Die Verfilmung des ersten Bandes der gleichnamigen Kinderbuchreihe erzählt vom neunjährigen Max, der mit seiner Mutter in einem Altersheim auf einer Burg wohnt. Als den Bewohnern immer wieder Wertgegenstände gestohlen werden, macht sich Max, unterstützt von der „Wilden 7“ auf, den Dieb zu fassen. Mit witzigen Einfällen, großartigen Darsteller*innen und einer als Identifikationsfigur überzeugenden Hauptfigur ist „Max und die Wilde 7“ etwas für kleine Kinofans – und ihren erwachsenen Begleitern.


Der letzte Mieter

Gregor Erlers packender Thriller erzählt die Geschichte von Tobias, der verzweifelt gegen ein großes Maklerbüro kämpft, welches das Mietshaus, in dem sein Vater wohnt, zu Luxuswohnungen umbauen will. Als sein Vater sich weigert, auszuziehen, eskaliert die Situation.


Berlin Alexanderplatz

Die Neuverfilmung von Alfred Döblins literarischem Klassiker erzählt die Geschichte des jungen Geflüchteten Francis, der nach Berlin kommt, um dort ein neues Leben in Würde zu beginnen.
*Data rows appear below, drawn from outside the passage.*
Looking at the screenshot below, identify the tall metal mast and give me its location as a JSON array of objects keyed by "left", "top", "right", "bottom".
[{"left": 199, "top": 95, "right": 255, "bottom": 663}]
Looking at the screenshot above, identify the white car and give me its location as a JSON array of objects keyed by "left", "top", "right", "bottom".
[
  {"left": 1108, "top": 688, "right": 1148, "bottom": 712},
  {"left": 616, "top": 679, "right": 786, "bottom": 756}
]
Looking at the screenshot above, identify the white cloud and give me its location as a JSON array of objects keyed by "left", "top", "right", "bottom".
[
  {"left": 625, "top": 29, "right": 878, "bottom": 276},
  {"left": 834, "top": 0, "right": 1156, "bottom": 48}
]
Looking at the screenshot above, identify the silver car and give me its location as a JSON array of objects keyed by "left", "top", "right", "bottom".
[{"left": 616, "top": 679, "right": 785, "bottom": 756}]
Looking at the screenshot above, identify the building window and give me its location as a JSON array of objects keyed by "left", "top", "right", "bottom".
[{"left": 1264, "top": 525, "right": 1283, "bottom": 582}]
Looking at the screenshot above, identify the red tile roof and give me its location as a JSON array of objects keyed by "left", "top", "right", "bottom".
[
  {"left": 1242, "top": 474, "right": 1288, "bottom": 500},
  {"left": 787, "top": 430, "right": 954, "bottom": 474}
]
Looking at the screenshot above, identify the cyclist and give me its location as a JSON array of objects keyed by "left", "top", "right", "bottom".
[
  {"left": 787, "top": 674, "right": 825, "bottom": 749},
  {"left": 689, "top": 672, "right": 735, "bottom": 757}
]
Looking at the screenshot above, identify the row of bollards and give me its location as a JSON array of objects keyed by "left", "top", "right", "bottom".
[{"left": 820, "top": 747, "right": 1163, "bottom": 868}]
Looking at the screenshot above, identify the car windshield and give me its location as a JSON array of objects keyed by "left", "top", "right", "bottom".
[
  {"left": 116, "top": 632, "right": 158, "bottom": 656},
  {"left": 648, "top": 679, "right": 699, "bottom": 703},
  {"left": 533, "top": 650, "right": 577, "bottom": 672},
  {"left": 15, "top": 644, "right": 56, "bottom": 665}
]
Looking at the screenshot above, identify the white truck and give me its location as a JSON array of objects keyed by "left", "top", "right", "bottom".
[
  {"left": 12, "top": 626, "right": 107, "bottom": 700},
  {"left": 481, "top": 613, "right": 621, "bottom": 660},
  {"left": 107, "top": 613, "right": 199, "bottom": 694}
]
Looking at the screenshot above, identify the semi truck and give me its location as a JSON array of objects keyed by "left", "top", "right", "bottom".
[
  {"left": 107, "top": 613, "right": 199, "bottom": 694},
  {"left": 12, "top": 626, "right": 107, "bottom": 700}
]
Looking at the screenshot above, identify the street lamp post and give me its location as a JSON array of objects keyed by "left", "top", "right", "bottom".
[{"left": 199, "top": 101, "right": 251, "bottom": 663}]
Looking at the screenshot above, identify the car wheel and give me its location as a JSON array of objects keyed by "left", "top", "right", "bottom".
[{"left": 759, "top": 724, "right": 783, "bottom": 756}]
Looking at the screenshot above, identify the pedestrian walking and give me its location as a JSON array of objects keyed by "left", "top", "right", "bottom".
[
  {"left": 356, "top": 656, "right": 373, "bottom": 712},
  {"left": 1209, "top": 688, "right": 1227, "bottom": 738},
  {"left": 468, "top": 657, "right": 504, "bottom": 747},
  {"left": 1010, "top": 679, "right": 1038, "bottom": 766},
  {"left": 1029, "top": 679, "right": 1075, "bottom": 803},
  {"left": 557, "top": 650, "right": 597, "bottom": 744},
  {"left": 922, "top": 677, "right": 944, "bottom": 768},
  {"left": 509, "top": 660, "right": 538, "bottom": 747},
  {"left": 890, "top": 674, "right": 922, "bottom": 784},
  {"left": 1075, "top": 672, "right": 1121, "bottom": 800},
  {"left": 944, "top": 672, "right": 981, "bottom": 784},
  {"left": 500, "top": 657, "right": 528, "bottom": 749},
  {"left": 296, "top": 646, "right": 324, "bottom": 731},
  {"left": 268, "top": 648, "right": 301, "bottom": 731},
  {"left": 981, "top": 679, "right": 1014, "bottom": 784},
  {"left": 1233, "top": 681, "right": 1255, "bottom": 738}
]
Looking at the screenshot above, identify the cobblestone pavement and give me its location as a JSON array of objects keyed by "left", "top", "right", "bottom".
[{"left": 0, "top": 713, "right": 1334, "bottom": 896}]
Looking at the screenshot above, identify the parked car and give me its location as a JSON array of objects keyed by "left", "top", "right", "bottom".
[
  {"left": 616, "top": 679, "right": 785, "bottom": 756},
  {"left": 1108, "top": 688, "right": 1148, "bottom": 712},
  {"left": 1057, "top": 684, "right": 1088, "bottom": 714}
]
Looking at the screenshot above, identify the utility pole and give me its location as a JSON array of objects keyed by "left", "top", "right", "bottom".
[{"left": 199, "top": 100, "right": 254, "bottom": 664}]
Als er sich aber mit dem Kriminellen Reinhold einlässt, gerät er schnell in einen Strudel aus Verbrechen und Gewalt.


Into the Beat – Dein Herz tanzt

Ein mitreißender Tanzfilm voller Drive und Gefühl aus der Initiative „Der besondere Kinderfilm“.
Er erzählt von der jungen Ballettänzerin Katya, die sich gegen den Wunsch ihres Vaters für Streetdance begeistert.